BMS-200475 is a novel carbocyclic 2'-deoxyguanosine analog found to possess potent and selective anti-hepatitis B virus (anti-HBV) activity. BMS-200475 is distinguished from guanosine by replacement of the natural furanose oxygen on the sugar moiety with an exo carbon-carbon double bond. In the HepG2 stably transfected cell line 2.2.15, BMS-200475 had a 50% effective concentration (EC50) of 3.75 nM against HBV, as determined by analysis of secreted HBV DNA. Structurally related compounds with adenine, iodouracil, or thymine base substitutions were significantly less potent or were inactive. Direct comparison of the antiviral activities of BMS-200475 with those of a variety of other nucleoside analogs, including lamivudine (EC50 = 116.26 nM), demonstrated the clearly superior in vitro potency of BMS-200475 in 2.2.15 cells. Intracellular HBV replicative intermediates were uniformly reduced when cells were treated with BMS-200475, but rebounded after treatment was terminated. The concentration of BMS-200475 causing 50% cytotoxicity in 2.2.15 cell cultures was 30 microM, approximately 8,000-fold greater than the concentration required to inhibit HBV replication in the same cell line. Treatment with BMS-200475 resulted in no apparent inhibitory effects on mitochondrial DNA content.

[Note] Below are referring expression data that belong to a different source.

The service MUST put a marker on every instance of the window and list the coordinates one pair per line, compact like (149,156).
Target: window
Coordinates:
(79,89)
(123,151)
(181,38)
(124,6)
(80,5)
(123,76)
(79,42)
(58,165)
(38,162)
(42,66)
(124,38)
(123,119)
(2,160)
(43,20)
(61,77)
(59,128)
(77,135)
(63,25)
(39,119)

BMS-200475是一种新型碳环2'-脱氧鸟苷类似物,具有强效且选择性的抗乙型肝炎病毒(抗HBV)活性。BMS-200475与鸟苷的区别在于,其糖部分的天然呋喃糖氧被一个外环碳-碳双键取代。在稳定转染的HepG2细胞系2.2.15中,通过分析分泌的HBV DNA,BMS-200475对HBV的50%有效浓度(EC50)为3.75 nM。具有腺嘌呤、碘尿嘧啶或胸腺嘧啶碱基取代的结构相关化合物的效力显著较低或无活性。将BMS-200475的抗病毒活性与包括拉米夫定(EC50 = 116.26 nM)在内的多种其他核苷类似物的抗病毒活性进行直接比较,结果表明BMS-200475在2.2.15细胞中的体外效力明显更强。用BMS-200475处理细胞时,细胞内HBV复制中间体均减少,但在处理终止后又反弹。在2.2.15细胞培养物中引起50%细胞毒性的BMS-200475浓度为30 μM,约为抑制同一细胞系中HBV复制所需浓度的8000倍。用BMS-200475处理对线粒体DNA含量没有明显的抑制作用。